Perform mixture modelling on CN-features using either a mixture of gaussians or poissons.

Usage

FitMixtureModels(
  CN_features,
  seed = 77777,
  min_comp = 2,
  max_comp = 10,
  min_prior = 0.001,
  model_selection = "BIC",
  nrep = 1,
  niter = 1000,
  cores = 1,
  featsToFit = seq(1, 6),
  multi_seed = FALSE,
  num_seed = 100
)

Arguments

CN_features: A list. The output from either the ExtractRelativeCopyNumberFeatures or ExtractCopyNumberFeatures functions.
seed: Integer. (flexmix param) The random seed to use while modelling.
min_comp: Integer. (flexmix param) The minimum number of components for each CN-feature to consider.
max_comp: Integer. (flexmix param) The maximum number of components for each CN-feature to consider.
min_prior: Numeric. (flexmix param) Minimum prior probability of clusters, components falling below this threshold are removed during the iteration.
model_selection: Integer or character. (flexmix param) Which model to get. Choose by number or name of the information criterion.
nrep: Integer. (flexmix param) The number of times flexmix is run for each k (number of components).
niter: Integer. (flexmix param) The maximum number of iterations for the EM-algorithm.
cores: Integer. The number of cores to use for parallel processing.
featsToFit: Integer vector. The CN-features to fit.
multi_seed: Logical. If TRUE, the function is run multiple times over different seeds to find the best mixtures. It is highly recommended to use multiple cores.
num_seed: Integer. The number of seeds to use when multi_seed = TRUE.

Value

A list containing flexmix objects for each CN-feature. If multi_seed = TRUE, the function will return a nested list with two components: one containing the flexmix objects and the other containing BIC values for each CN-feature.

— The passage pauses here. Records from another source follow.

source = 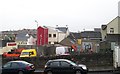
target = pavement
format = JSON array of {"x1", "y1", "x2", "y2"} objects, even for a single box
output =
[
  {"x1": 35, "y1": 66, "x2": 114, "y2": 72},
  {"x1": 89, "y1": 66, "x2": 114, "y2": 72}
]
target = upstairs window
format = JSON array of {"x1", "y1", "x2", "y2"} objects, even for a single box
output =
[
  {"x1": 110, "y1": 28, "x2": 114, "y2": 33},
  {"x1": 49, "y1": 34, "x2": 52, "y2": 37},
  {"x1": 53, "y1": 34, "x2": 56, "y2": 38}
]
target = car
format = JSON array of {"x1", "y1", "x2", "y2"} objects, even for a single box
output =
[
  {"x1": 44, "y1": 59, "x2": 88, "y2": 74},
  {"x1": 2, "y1": 60, "x2": 35, "y2": 74}
]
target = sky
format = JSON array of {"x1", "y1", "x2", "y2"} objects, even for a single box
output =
[{"x1": 0, "y1": 0, "x2": 120, "y2": 32}]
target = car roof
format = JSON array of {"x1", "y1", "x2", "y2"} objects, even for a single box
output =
[
  {"x1": 9, "y1": 60, "x2": 28, "y2": 63},
  {"x1": 49, "y1": 59, "x2": 70, "y2": 61}
]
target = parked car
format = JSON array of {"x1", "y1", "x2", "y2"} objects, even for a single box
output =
[
  {"x1": 56, "y1": 46, "x2": 70, "y2": 56},
  {"x1": 44, "y1": 59, "x2": 88, "y2": 74},
  {"x1": 2, "y1": 61, "x2": 35, "y2": 74},
  {"x1": 20, "y1": 49, "x2": 37, "y2": 57}
]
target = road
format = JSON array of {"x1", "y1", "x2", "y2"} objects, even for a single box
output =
[{"x1": 34, "y1": 72, "x2": 113, "y2": 74}]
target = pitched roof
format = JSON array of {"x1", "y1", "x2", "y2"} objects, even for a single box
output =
[
  {"x1": 56, "y1": 27, "x2": 68, "y2": 33},
  {"x1": 81, "y1": 31, "x2": 101, "y2": 38},
  {"x1": 16, "y1": 33, "x2": 28, "y2": 41}
]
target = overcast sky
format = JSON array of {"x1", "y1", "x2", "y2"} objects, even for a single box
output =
[{"x1": 0, "y1": 0, "x2": 120, "y2": 32}]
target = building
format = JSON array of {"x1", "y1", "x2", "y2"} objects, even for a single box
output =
[
  {"x1": 37, "y1": 26, "x2": 48, "y2": 46},
  {"x1": 101, "y1": 16, "x2": 120, "y2": 45},
  {"x1": 47, "y1": 27, "x2": 69, "y2": 44}
]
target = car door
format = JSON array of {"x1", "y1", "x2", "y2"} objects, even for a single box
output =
[
  {"x1": 50, "y1": 61, "x2": 61, "y2": 74},
  {"x1": 60, "y1": 61, "x2": 74, "y2": 74},
  {"x1": 2, "y1": 62, "x2": 12, "y2": 74},
  {"x1": 11, "y1": 62, "x2": 20, "y2": 74}
]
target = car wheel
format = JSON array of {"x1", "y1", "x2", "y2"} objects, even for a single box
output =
[
  {"x1": 75, "y1": 70, "x2": 81, "y2": 74},
  {"x1": 18, "y1": 71, "x2": 24, "y2": 74},
  {"x1": 47, "y1": 71, "x2": 52, "y2": 74}
]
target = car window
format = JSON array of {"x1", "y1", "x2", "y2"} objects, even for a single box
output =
[
  {"x1": 11, "y1": 62, "x2": 19, "y2": 68},
  {"x1": 61, "y1": 61, "x2": 70, "y2": 67},
  {"x1": 3, "y1": 62, "x2": 11, "y2": 68},
  {"x1": 50, "y1": 61, "x2": 60, "y2": 67}
]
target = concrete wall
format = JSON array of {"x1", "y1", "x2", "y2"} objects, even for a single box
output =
[{"x1": 2, "y1": 53, "x2": 113, "y2": 69}]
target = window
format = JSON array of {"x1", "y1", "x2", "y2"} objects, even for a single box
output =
[
  {"x1": 11, "y1": 63, "x2": 19, "y2": 68},
  {"x1": 50, "y1": 61, "x2": 59, "y2": 67},
  {"x1": 61, "y1": 61, "x2": 70, "y2": 67},
  {"x1": 4, "y1": 62, "x2": 11, "y2": 68},
  {"x1": 53, "y1": 34, "x2": 56, "y2": 37},
  {"x1": 49, "y1": 42, "x2": 51, "y2": 44},
  {"x1": 110, "y1": 28, "x2": 114, "y2": 33},
  {"x1": 49, "y1": 34, "x2": 52, "y2": 37}
]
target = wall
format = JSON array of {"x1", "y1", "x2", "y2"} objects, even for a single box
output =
[{"x1": 2, "y1": 53, "x2": 113, "y2": 69}]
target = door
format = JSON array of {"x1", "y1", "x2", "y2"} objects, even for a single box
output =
[
  {"x1": 11, "y1": 62, "x2": 20, "y2": 74},
  {"x1": 2, "y1": 62, "x2": 11, "y2": 74}
]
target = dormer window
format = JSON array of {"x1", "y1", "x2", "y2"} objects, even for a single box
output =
[{"x1": 110, "y1": 28, "x2": 114, "y2": 33}]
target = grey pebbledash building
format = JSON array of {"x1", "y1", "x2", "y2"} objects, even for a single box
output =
[{"x1": 101, "y1": 16, "x2": 120, "y2": 46}]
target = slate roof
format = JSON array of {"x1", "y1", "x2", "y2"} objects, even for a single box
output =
[
  {"x1": 16, "y1": 33, "x2": 28, "y2": 41},
  {"x1": 81, "y1": 31, "x2": 101, "y2": 38},
  {"x1": 56, "y1": 27, "x2": 68, "y2": 33}
]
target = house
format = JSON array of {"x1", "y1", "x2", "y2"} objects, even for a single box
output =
[
  {"x1": 81, "y1": 31, "x2": 102, "y2": 52},
  {"x1": 47, "y1": 27, "x2": 69, "y2": 44},
  {"x1": 37, "y1": 26, "x2": 48, "y2": 46},
  {"x1": 101, "y1": 16, "x2": 120, "y2": 45}
]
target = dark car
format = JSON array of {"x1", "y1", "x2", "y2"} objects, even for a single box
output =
[
  {"x1": 44, "y1": 59, "x2": 88, "y2": 74},
  {"x1": 2, "y1": 61, "x2": 35, "y2": 74}
]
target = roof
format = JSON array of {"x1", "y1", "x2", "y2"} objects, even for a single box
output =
[
  {"x1": 81, "y1": 31, "x2": 101, "y2": 38},
  {"x1": 16, "y1": 33, "x2": 28, "y2": 41},
  {"x1": 56, "y1": 27, "x2": 68, "y2": 33},
  {"x1": 69, "y1": 33, "x2": 81, "y2": 39}
]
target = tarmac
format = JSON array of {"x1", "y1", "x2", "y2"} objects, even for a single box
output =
[{"x1": 35, "y1": 66, "x2": 114, "y2": 72}]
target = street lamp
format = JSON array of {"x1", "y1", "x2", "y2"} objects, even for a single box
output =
[{"x1": 35, "y1": 20, "x2": 38, "y2": 28}]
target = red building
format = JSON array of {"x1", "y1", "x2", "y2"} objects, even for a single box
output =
[{"x1": 37, "y1": 26, "x2": 48, "y2": 46}]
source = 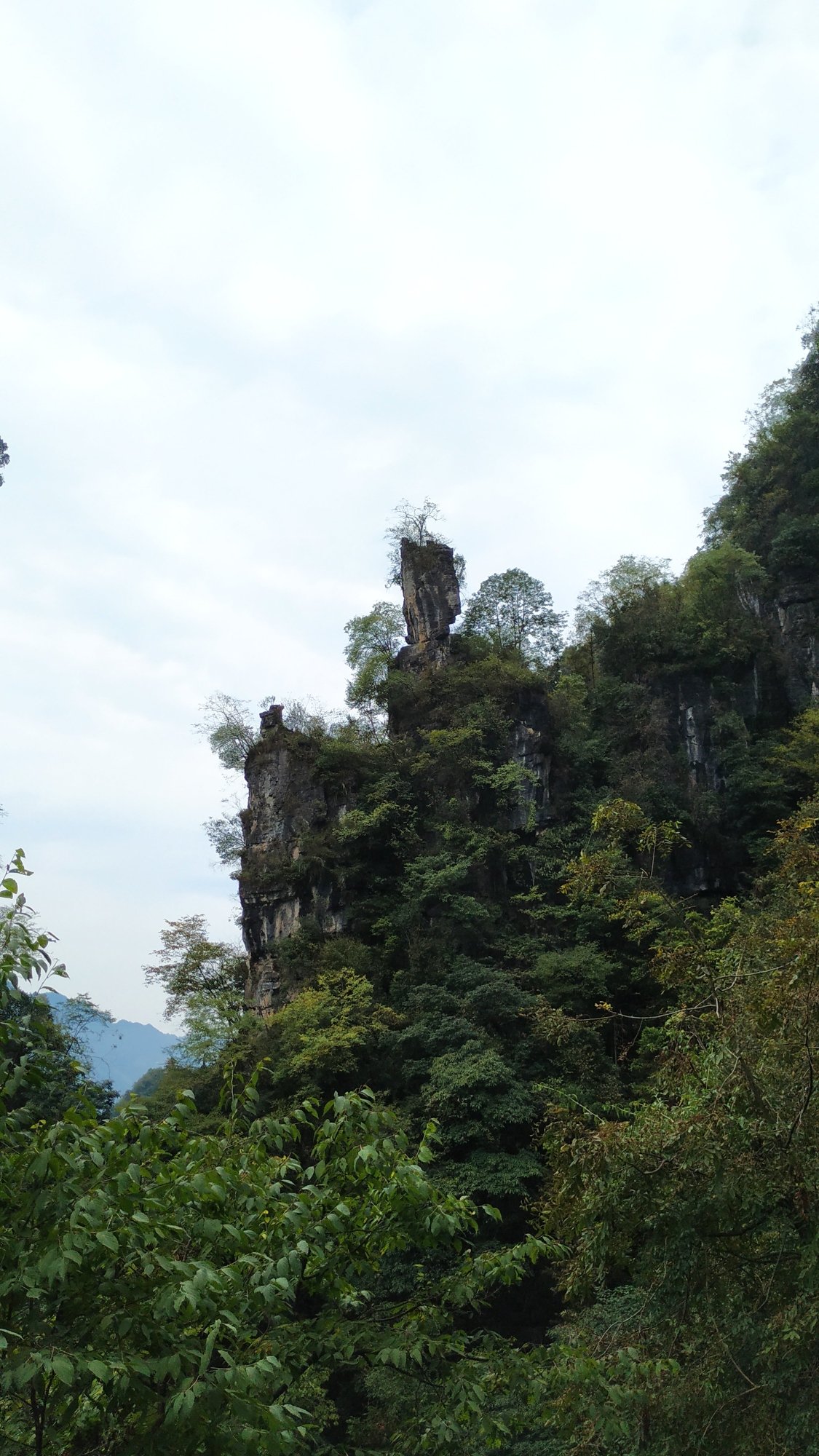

The BIC values are organized such that the rows represent different seeds and the columns represent the number of components. This structure allows for easy identification of the optimal seed and component configuration.

Details

The segment size, changepoint copy number, and segment copy-number value CN-features are modelled with a mixture of Gaussians. For the breakpoint count per 10MB, length of segments with oscillating copy-number, and breakpoint count per chromosome a mixture of Poissons is used instead. Mixture modelling is done using the FlexMix package.